В другой песне ее лирический герой жаловался, что его

С ворам, с позорным ширмачами
Судьба столкнула и свела...

Частенько пели ребята привезенную из Петрограда песню о Ромашке Чесноке; дело в
ней происходило на родном моем Васильевском острове. Ромашка Чеснок,
предводитель гаванской шпаны, попал в засаду, устроенную васинской шпаной:

Вот вечер наступает,
Чеснок идет домой,
А васинские парни
Кричат: - Чеснок, постой!

Чеснок остановился,
Все васинцы кругом...
- Деритесь чем хотите,
Но только не ножом!

Но его все-таки убивают, и именно ножом! А потом, осознав всю низость своего
поступка, васинцы приходят на Смоленское кладбище в день похорон Ромашки и у его
свежей могилы каются перед гаванцами и предлагают им вечную дружбу. Позже,
вернувшись в Ленинград, я убедился, что автор песни отразил в ней свой идеал
вечного мира на Васильевском острове - но отнюдь не истинное положение вещей:
вражда между васинской и гаванской шпаной была еще в полном разгаре и
сопровождалась частыми драками, порой с применением финок; только к середине
тридцатых годов угасла эта междоусобица.

Воспитатели, присутствовавшие при певческой самодеятельности детдомовцев, как
мне помнится, никогда не налагали никаких запретов. Надо заметить, что ни разу
никакой похабщины ребята не пели; в некоторых песнях встречались грубые словечки
и вульгарные обороты речи, но по смыслу, по содержанию в них не было ни
непристойности, ни романтизации разбоя и грабежа; наоборот, многие чуть ли не
сплошь состояли из жалоб на тяжелую, беспросветную жизнь воров и бандитов.

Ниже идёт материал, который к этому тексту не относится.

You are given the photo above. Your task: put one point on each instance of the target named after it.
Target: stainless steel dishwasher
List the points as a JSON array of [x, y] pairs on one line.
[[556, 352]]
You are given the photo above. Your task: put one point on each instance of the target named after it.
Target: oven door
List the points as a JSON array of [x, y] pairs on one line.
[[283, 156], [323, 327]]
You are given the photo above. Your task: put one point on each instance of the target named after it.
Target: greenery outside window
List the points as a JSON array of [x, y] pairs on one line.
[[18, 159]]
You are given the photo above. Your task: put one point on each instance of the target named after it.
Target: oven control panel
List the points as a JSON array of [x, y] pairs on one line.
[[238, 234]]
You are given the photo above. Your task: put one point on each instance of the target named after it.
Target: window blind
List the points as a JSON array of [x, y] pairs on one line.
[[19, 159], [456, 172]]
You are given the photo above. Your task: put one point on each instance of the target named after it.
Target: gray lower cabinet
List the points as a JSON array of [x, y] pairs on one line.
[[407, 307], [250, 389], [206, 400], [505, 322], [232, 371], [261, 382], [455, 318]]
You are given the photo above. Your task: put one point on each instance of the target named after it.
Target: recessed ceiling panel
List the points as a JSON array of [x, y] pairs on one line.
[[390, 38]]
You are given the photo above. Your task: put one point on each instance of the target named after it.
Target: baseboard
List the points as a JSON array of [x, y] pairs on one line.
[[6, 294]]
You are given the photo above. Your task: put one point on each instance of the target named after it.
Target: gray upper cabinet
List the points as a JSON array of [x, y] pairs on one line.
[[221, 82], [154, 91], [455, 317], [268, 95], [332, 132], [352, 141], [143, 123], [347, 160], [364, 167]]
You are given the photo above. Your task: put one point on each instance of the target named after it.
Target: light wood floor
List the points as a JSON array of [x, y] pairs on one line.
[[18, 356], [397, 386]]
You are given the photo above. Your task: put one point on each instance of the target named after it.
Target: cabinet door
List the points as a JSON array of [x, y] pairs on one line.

Веселых, "легких" песен ребята тоже никогда не пели. Печальны были воровские
песни, еще печальнее - приютские. Одна из них так кончалась:

Голубыми васильками
Ты меня укрой,
И в могилку вместе с папой
Ты меня зарой...

И самыми печальными-распечальными были песни девочек. К пению они приступали,
когда ребятам наскучивало петь свои воровские и тюремные песни. Ребята девочкам
не подтягивали, считая, что "бабские" песни - не мужское дело, но слушали
охотно. Начинали обычно девочки с такой песни:

Для кого я себя сберегала,
Для кого я, как роза, цвела?!
До семнадцати лет не гуляла,
А потом хулигана нашла.

Хулиганы все носят фуражки,
И фуражки у них с козырьком,
Они носят пальто нараспашку,
И за поясом с финским ножом...

Далее лирическая героиня повествует о своей погубленной жизни и просит прощения
у больной, умирающей матери, которую тоже погубила своим поведением.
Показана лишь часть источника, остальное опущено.